This post originated from an RSS feed registered with Java Buzz
by Bill de hÓra.
Original Post: Efficient API Paging: count down, not up
Feed Title: Bill de hÓra
Feed URL: http://www.dehora.net/journal/atom.xml
Feed Description: FD85 1117 1888 1681 7689 B5DF E696 885C 20D8 21F8
Hueniverse: "Making an API call is like asking a question and if the question is simple enough, the answer is easy to come by. For example, asking to describe a single user is simple. A single database lookup using a single unique key is fast and generally easy to scale. This is the most optimized use case in relational databases. However, asking for the last 20 messages of all the friends I am following is not a simple question. It is complex because it is really a list of questions batched together. To find the last 20 messages, we must ask:
* Who do I follow? * What are their last 20 messages? * Of all the messages found, which are the most recent 20? * What is the content and other metadata for each of these 20 messages?
This list of questions becomes pretty inefficient with a very large set of friends being followed. However, the data set can be reduced by first finding the top 20 friends with the most recent updates, and only requesting their 20 latest messages. Even with this optimization, we are looking at fetching up to 400 messages in order to display 20. This gets much worse when the request is for the second page of messages (messages 21-40) where we can fetch up to 1600 messages from up to 40 friends in order to display 20 messages. By the 5th page we are fetching up to 10,000 messages to display 20 (which might explain why Twitter temporarily disabled the paging feature of their API)."
Let's ignore the notion of an inbox for now that avoids the who-do-I-follow-means-a-sql-join problem and look at paging over the network. The way some services exposes paging physically ensures each page has to be recomputed every time there's a new addition - new content keeps getting added to page=1, pushing everything else down off the main page causing a ripple effect over the set of pages. As a result, pages easily can't be archived and are tricky to cache - the content of "page=5" changes every time there's new content on the homepage (in Twitter's case new content on the hompage is extrememly frequent), because the paging model is a pushdown stack. Here's that stack:
All the messages are pushed down and logically, every page in the stack gets touched. As a result nothing is long term cacheable and nothing is physically archivable to disk. It's inherently non-scalable.

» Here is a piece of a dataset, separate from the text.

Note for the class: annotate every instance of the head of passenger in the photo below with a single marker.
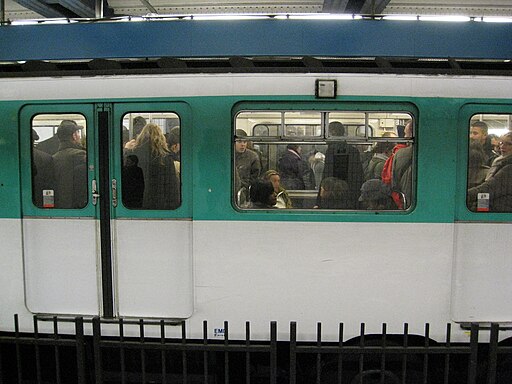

Another approach would be to work the paging backwards by counting down. In that model page=1 will be the oldest page not the newest one. Like this:
Note that we let the homepage grow by 1. That stopped propagation to the other pages. When the home page gets too big we can push some messages back to a new page and splice it into the list:
Upside? N-2 pages can be archived, even taken off your active database and served as flat files or out a memcached layer (if a database what you're using). If you don't mind a long homepage, you can manage the resizing just on the homepage and splice in a new page when the length of the homepage is 2x your archive page size. Downside? Somebody will file a bug that the main pages vary in size.
By the way, if you designed your Data API around Atom and RFC5005 thus telling everyone "follow the next link" instead of "compute the next link's url, then follow it", you could switch physical paging models after the fact - the user agent doesn't care about your notion of a linked list, it'll key off the "rel" paging attributes. Whereas if you exposed the counting model directly via URL parameters, all clients will need to be upgraded. It's basic Data API practice to tell clients to follow typed links instead of asking them to compute parameterised URLs.